Although less frequent, three other sleep disturbances must be considered and treated if they exist: sleep apnea syndrome, upper airway resistance syndrome (UARS) and restless legs syndrome (RLS).
Most of the time, RLS occurs in the absence of another disease, and the effectiveness of conventional treatment of RLS varies from person to person. But if RLS is part of the clinical picture of FMS/CFS, all therapies mentioned above, Guaifenesin as well, adapted on a case by case basis, may well reduce the symptoms, or even eliminate them. (Click for more)

6- The Guaifenesin

I mention here the phosphate retention theory.
The Guaifenesin is an effective treatment of FMS/CFS. Dr. Paul St. Amand, more than 40 years ago, has been hypothesized that FMS/CFS is caused by an abnormality in phosphate excretion by the kidneys due to a genetic defect. The energy is provided to all cells of the body by the mitochondria, small intracellular energy units, in the form of ATP (adenosine triphosphate). Fibromyalgia has kidney functioning perfectly except as regards their ability to excrete phosphate. It is an enzyme disorder which causes excretion of phosphate less than it should. Phosphates will be reabsorbed into the bloodstream where they cannot stay because it would drop the blood calcium, and the parathyroid hormone, which regulates the phosphate-calcium balance, does not allow that. Phosphates will be forced to return into the cells where they will be stored in excess, interfering with the formation of energy in the affected cells. The inability to produce appropriate energy in some tissues explains all the troubles of fibromyalgia. Cellular functions are compromised. If the energy is insufficient, nothing works well. This applies to all biochemical systems of the body to varying degrees depending on the predominant localization in excess of phosphates, from muscle contraction (muscle pain and weakness) to hormones production, from brain functions (cognitive disorders, sleep disturbances, fatigue) to digestive functions. The problem being intracellular, excess phosphate is not detected in the circulating blood. The cell dysfunction leading to a metabolic hyperactivity and energy depletion strongly hampers the quality of life.
The Guaifenesin restores in the affected cells the ATP levels required for their optimal function. The Guaifenesin reverses the course of the disease for thousands of patients worldwide, making completely disappear all the symptoms in most of them.
Successful treatment requires an experienced physician to the Guaifenesin protocol. I am the only doctor in the Middle East to be listed on the official list of the Fibromyalgia Treatment Centre in Santa Monica, California.

 

CONCLUSION

The FMS/CFS should not be enigmatic, but should be recognized as a true condition with various causes and effective treatments aimed not only at reducing symptoms but their disappearance and return to a normal life.

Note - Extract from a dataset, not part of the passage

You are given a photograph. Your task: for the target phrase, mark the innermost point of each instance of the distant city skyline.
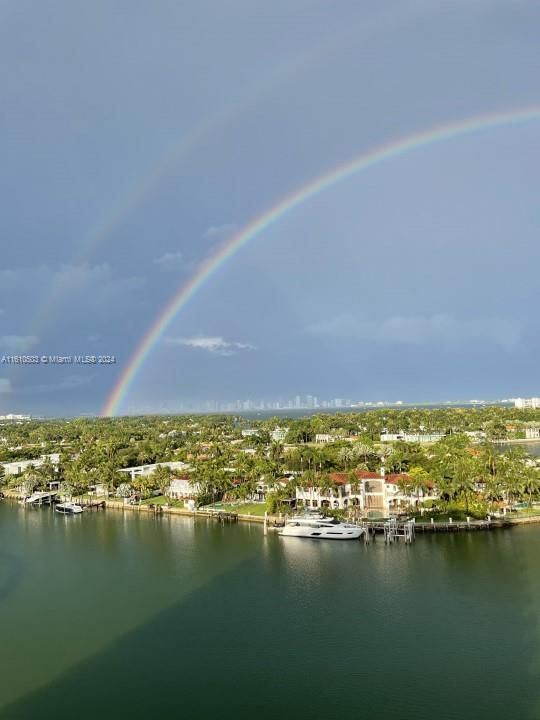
(392, 252)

We have seen how the treatment of FMS/CFS concern many fields of medicine. Due to its complexity and the multidisciplinary approach that is needed here, the FMS/CFS requires a precise evaluation.
Doctor M.D, rich with many years of experience, I bring in my clinic at Kfar Saba all my skill in the treatment of FMS/CFS, individualized treatments that cater to different causes possible. When multi-faceted treatment addresses the entire spectrum of these diseases, truly remarkable success can be obtained. Hormonal thyroid balance (even in the presence of normal blood tests), and adrenal balance if necessary, immune support, treatment for active chronic infections, Guaifenesin and nutritional supplements are essential components, often associated, for optimal therapeutic results.

Most patients with fibromyalgia experience a Calvary and a real fighter run. Rare are those who resign themselves. Now they know they can expect to live their life symptom-free.